# When does a seasonal job become permanent?



## rk0306 (Dec 10, 2021)

I was hired seasonally back in the start of July this year and have been there since. I thought I would only stay for the summer but they never said anything about letting me go so I’ve just continued working and would like to keep working. However, I heard from a coworker that was hired seasonally in October that target is going to be letting go the seasonal workers in January. I have heard nothing from my TL or from HR so I don’t know if I’m included in this group that’s being let go. Does anyone know when a seasonal job becomes permanent? Thanks


----------



## DBZ (Dec 10, 2021)

Usually in January. We've had seasonals from the summer be let go in Jan. It is the nature of having a seasonal job. They might keep you. They might not. If your attendance is bad, they probably won't. If they do let you go, wait till March and call HR. That is when they will be able to rehire again, if a position is open.


----------



## Zxy123456 (Dec 10, 2021)

I’m not positive but, I think the summer seasonal period is over and if your still there your permanent.


----------



## MrT (Dec 11, 2021)

Its not a great thing to go off of but if you have a little se next to your name on the daily schedule grid it means your seasonal.  I believe they have made it so seasonal can be extended but stores can be rather bad at letting tms know they are not going to be seasonal anymore because then theyd have to ask you if you want to stay and they are scared people will just quit, they will only really tell you if they are keeping you.


----------



## UboatOfDeath (Dec 13, 2021)

I think it's right after your first 90 days are up. From that point on, depending on how well you work and stuff your boss may or may not decide to keep you around especially if they feel like they need all the help they can possibly get.


----------



## Black Sheep 214 (Dec 14, 2021)

ASANTS, but at my store the seasonals hired during the summer for back-to-school were generally kept on if they wanted to stay, if they were still there after September they were permanent or on the road to be when their probation was up. They had short hours for a couple of months, but it gave the store a head start because we had them already trained and ready to go for Q4, and needed to hire and train fewer holiday seasonals. Based on my experience, I think you past being seasonal. Good luck!😁


----------



## Times Up (Dec 14, 2021)

Since you were hired back in summer, it's not unusual for leadership to forget you were originally hired as seasonal.  I'd just keep showing up!


----------



## SallyHoover (Dec 14, 2021)

If you are still considered seasonal (which I would think you are not) you would see a SE next to your name in the daily schedule print out.


----------



## Targetking (Dec 14, 2021)

Wih the labor shortage, I'm sure most seasonals will be kept on unless theres way too many or they're frequently late/calloffs.


----------



## DBZ (Dec 14, 2021)

Targetking said:


> Wih the labor shortage, I'm sure most seasonals will be kept on unless theres way too many or they're frequently late/calloffs.

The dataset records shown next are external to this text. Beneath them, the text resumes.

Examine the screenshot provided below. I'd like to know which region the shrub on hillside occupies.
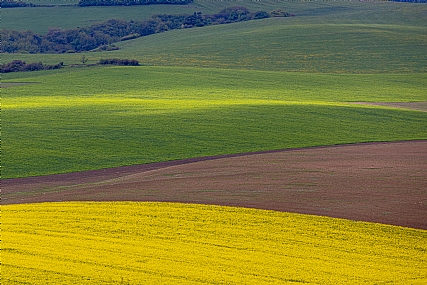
[0,60,64,73]
[99,58,139,66]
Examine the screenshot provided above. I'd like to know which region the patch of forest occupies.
[78,0,193,7]
[0,6,291,54]
[1,0,193,8]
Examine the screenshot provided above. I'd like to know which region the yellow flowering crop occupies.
[1,202,427,284]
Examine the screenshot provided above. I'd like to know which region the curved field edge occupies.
[2,202,427,284]
[2,67,427,178]
[2,141,427,229]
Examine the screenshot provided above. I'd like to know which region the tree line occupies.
[0,0,193,8]
[78,0,193,7]
[0,56,139,73]
[0,6,291,53]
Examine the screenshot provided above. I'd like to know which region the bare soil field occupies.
[2,141,427,229]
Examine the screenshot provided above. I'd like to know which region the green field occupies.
[2,202,427,285]
[1,0,427,285]
[2,67,427,178]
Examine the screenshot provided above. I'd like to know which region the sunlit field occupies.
[2,203,427,285]
[2,67,427,178]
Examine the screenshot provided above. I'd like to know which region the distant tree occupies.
[80,55,87,64]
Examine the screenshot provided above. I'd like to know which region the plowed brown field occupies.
[2,141,427,229]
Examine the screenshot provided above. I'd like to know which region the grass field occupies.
[2,1,427,74]
[2,67,427,178]
[1,0,427,285]
[2,203,427,285]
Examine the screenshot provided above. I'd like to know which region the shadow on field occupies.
[2,141,427,229]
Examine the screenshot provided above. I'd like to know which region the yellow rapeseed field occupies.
[1,202,427,285]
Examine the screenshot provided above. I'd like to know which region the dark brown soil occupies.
[2,141,427,229]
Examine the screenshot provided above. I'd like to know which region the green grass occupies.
[2,17,427,73]
[2,202,427,285]
[2,67,427,178]
[2,1,427,178]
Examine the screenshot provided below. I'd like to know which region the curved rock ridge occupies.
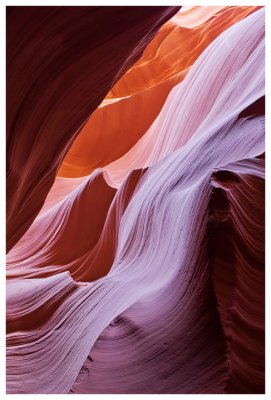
[210,158,265,393]
[7,170,147,282]
[7,6,180,251]
[104,6,264,187]
[6,7,265,394]
[58,7,258,177]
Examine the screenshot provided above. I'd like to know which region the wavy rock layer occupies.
[7,7,180,251]
[7,7,265,393]
[58,7,257,177]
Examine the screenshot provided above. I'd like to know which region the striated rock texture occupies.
[7,7,265,394]
[7,6,180,251]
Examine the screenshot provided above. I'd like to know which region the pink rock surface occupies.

Maybe, but with the push to give regular TMs their desired hours, they might not keep them all.


----------



## buliSBI (Dec 15, 2021)

I always remember seasonal terms being 90 days.  Stores have the option to either keep you or drop seasonal workers for any reason during the term.

I am sure at this time, stores are not addressing seasonal working terms due to staffing shortages.

Just keep showing up.


----------